Pacte fiscal ou déclaration de guerre?

«Si vous mettez des gens en lock-out, vous n’avez pas réglé votre contrat. Si vous pouvez décréter les conditions de travail, ils savent que s’ils ne s’entendent pas, vous allez décréter les conditions. C’est majeur», dixit le maire de Québec, Régis Labeaume.

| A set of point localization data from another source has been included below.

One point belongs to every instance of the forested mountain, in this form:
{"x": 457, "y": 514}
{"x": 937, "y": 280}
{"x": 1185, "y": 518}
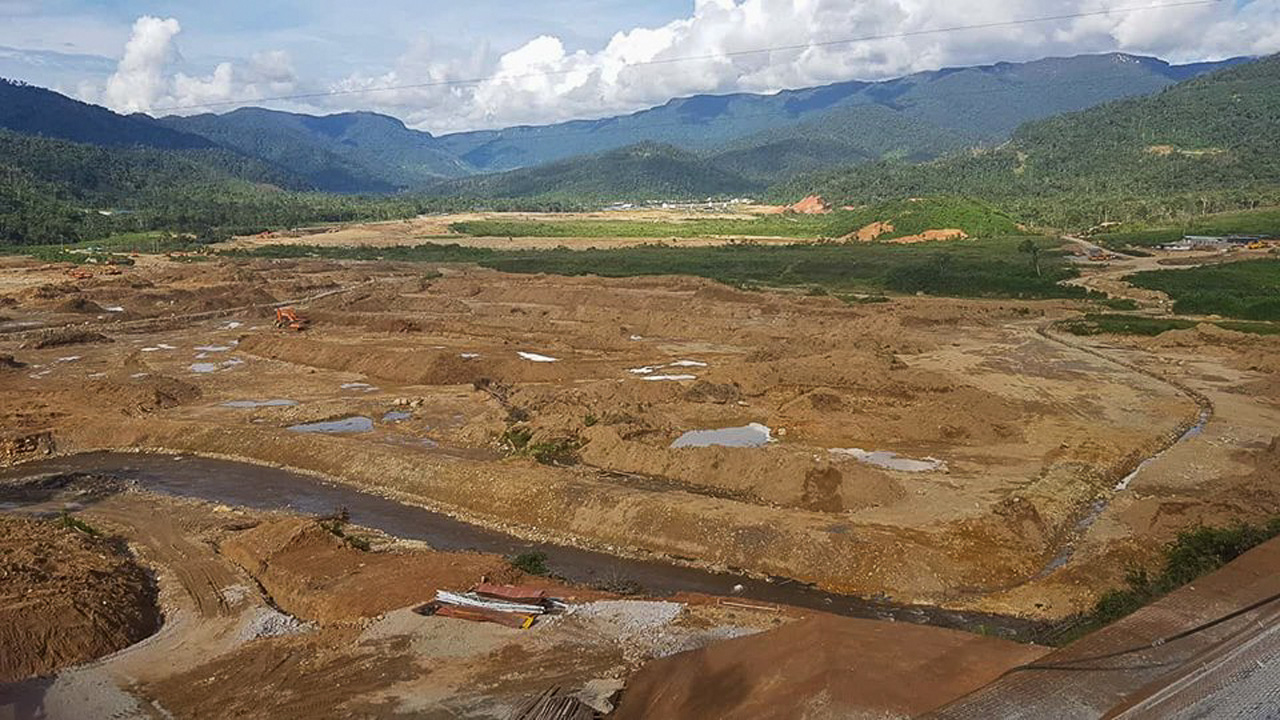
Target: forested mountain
{"x": 755, "y": 139}
{"x": 35, "y": 110}
{"x": 984, "y": 101}
{"x": 343, "y": 153}
{"x": 1208, "y": 142}
{"x": 639, "y": 172}
{"x": 854, "y": 135}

Une déclaration qui ne laisse aucun doute sur les intentions du maire de la Capitale nationale.

J’écoutais la présidente de l’Union des municipalités du Québec, Suzanne Roy, lors d’une entrevue à l’émission « 24 heures en 60 minutes » déclarer que le fait de pouvoir décréter les conditions de travail des employés municipaux n’était qu’un nouvel outil dans le coffre à outils et qu’elle n’allait pas l’utiliser à moins d’être acculée au pied du mur…Soit!

Toutefois, il faut admettre que le rapport de forces entre les parties est brisé et qu’il est faux de dire qu’il est maintenant « rééquilibré » comme le prétendent les maires de l’UMQ. Le nouveau pacte fiscal du gouvernement Couillard est une arme à « un tranchant » qui sonne plutôt l’alarme d’une déclaration de guerre qui risque d’emprunter rapidement le chemin des tribunaux en compagnie du litige portant sur les fonds de pension.